Quietly. That’s the way Spanish transportation startup Cabify has been operating since it was founded in 2011 in Madrid. Co-founders Juan de Antonio and Sam Lown have kept a low profile, but the startup is becoming one of the most interesting companies to watch in Spain.
Considering the way Cabify operates it should be no surprise that their latest round of financing went unnoticed. Until now. Cabify has just closed a new $4 million round led by previous investors Seaya Ventures and Black Vine, a fund that’s managed by Kevin Laws, COO of AngelList. Family offices from Latin America also participated in the round.
Juan de Antonio confirmed the round to me, claiming that it’s the first part of the company’s Series B that will be closed in coming months. Cabify raised $8 million in April from Seaya Ventures and other investors based in Latam. This new $4 million round brings the total raised to $16 million, becoming one of the most well-funded startups in Spain.
Cabify: growing at a 30% MoM rate in Latam
The company is looking to disrupt the transportation industry by providing an on-demand high-end car service in Spain, Mexico, Chile and Peru. In recent months the company has also launched a cheaper service (Cabify Lite) to compete with traditional taxis, which according to Juan has provided good results.

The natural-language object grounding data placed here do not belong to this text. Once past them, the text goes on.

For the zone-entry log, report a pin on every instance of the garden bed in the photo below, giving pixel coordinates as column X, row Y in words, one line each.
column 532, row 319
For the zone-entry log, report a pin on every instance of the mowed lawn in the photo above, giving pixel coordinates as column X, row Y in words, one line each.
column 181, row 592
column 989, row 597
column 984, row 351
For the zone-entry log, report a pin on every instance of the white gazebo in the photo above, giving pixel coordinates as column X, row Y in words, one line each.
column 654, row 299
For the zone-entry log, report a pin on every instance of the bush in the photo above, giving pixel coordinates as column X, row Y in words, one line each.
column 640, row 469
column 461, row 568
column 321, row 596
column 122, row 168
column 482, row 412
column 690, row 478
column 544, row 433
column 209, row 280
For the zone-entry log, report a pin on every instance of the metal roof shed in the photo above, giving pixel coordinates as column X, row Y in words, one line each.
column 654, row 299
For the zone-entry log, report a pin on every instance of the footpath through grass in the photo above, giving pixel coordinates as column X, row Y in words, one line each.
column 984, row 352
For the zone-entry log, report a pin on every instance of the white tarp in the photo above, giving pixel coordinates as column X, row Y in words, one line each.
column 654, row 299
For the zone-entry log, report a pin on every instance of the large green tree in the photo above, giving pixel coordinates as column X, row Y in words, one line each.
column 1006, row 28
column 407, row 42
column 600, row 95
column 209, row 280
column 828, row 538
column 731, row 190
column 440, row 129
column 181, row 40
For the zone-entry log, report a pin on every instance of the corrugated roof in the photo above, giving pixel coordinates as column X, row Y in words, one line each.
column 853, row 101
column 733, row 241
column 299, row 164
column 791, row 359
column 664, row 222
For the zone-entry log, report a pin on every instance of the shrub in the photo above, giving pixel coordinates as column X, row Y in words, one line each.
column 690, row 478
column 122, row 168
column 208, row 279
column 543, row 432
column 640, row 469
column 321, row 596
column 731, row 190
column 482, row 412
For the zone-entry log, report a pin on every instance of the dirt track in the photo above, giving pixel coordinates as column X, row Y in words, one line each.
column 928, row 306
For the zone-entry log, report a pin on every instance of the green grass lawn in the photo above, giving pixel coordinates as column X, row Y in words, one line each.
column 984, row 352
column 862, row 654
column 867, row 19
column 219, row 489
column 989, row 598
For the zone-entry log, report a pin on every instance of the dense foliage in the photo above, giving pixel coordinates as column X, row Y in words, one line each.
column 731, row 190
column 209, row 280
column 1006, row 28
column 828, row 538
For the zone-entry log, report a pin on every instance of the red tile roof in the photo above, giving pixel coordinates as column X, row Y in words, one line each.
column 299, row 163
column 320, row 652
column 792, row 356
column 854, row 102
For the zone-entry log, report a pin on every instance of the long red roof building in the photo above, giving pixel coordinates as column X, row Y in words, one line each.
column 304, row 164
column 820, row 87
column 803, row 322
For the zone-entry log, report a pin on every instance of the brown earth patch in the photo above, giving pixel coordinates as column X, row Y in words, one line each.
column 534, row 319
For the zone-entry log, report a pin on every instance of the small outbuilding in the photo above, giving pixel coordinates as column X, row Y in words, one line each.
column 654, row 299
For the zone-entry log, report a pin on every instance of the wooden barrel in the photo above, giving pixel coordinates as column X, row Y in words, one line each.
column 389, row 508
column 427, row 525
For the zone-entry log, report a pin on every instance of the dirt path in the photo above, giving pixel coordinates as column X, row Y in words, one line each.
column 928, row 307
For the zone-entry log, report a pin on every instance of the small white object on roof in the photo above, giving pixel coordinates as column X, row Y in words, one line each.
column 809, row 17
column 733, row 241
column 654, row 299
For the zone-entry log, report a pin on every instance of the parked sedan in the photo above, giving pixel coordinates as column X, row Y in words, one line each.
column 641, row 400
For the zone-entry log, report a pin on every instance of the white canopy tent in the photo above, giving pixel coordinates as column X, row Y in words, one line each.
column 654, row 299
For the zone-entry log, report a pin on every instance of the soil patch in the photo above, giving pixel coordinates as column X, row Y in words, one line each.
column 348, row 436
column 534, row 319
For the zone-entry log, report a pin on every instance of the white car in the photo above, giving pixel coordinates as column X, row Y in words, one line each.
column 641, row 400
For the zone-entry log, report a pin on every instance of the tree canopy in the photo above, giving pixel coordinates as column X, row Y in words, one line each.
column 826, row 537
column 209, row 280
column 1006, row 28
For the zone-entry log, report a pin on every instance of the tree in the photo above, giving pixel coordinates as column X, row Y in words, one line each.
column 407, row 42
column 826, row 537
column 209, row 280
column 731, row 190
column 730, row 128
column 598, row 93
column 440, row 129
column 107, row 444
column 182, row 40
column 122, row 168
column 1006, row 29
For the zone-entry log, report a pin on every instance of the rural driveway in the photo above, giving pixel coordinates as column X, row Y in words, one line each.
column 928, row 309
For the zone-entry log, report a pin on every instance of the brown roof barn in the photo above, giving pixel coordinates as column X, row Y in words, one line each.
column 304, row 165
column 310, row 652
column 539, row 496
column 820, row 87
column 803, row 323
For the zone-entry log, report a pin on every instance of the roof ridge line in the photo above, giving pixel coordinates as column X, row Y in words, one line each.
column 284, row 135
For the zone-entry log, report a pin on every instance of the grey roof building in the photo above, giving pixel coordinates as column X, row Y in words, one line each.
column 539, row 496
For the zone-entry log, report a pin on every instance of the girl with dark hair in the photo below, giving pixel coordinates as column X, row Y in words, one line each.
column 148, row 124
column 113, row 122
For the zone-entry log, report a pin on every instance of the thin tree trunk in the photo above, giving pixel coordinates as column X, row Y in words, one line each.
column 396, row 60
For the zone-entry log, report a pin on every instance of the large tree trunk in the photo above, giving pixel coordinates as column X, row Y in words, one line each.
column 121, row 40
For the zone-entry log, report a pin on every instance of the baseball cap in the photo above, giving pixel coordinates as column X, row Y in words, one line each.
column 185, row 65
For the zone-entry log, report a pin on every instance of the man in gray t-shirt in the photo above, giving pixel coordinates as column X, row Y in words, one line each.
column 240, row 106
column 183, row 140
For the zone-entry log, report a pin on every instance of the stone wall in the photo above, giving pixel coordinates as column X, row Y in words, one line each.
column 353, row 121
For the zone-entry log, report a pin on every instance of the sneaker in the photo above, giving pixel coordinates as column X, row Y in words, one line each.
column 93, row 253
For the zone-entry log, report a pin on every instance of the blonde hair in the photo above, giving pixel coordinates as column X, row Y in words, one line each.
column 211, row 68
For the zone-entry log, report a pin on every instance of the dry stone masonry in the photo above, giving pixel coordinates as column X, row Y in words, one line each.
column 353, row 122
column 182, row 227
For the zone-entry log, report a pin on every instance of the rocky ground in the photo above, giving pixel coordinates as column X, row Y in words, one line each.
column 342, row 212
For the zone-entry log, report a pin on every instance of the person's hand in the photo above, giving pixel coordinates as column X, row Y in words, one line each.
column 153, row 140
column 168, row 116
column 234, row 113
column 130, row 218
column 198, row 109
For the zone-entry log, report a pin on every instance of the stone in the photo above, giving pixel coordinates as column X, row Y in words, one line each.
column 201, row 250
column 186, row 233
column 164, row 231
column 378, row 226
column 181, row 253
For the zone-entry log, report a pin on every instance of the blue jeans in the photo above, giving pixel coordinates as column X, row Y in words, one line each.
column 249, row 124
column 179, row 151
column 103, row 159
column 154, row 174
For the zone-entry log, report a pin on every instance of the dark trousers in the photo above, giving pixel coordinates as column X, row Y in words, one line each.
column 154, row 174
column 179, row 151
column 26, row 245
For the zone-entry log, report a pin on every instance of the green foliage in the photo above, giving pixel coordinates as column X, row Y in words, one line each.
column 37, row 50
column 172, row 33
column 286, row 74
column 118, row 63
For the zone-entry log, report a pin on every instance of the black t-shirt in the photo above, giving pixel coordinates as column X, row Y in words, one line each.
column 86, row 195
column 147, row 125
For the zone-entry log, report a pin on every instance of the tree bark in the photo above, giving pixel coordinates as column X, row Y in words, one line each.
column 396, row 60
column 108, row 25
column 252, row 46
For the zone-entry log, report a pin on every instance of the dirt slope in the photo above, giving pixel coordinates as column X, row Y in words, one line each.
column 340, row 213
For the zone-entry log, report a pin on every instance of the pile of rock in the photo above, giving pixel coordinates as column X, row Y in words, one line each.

However, Cabify’s future is still in Latin America. “The growth in Latam has been spectacular so far”, Juan told me in a phone interview. Cabify has been growing at a 30% monthly rate in the region since the beginning of 2014, and with expansion plans that include Colombia and other South American cities it’s very possible that the growth will continue in the near future. In Latam Cabify is battling head-to-head with Uber, which is currently available in the same countries plus Brazil.
This news coincides with the launch of UberPOP in Madrid, which once again has sparked complaints from the taxi industry due to the illegal nature of Uber’s operations in Spain. It should be noted that Cabify’s drivers have professional driver’s licenses (VTC), thus being fully legal under Spanish legislation.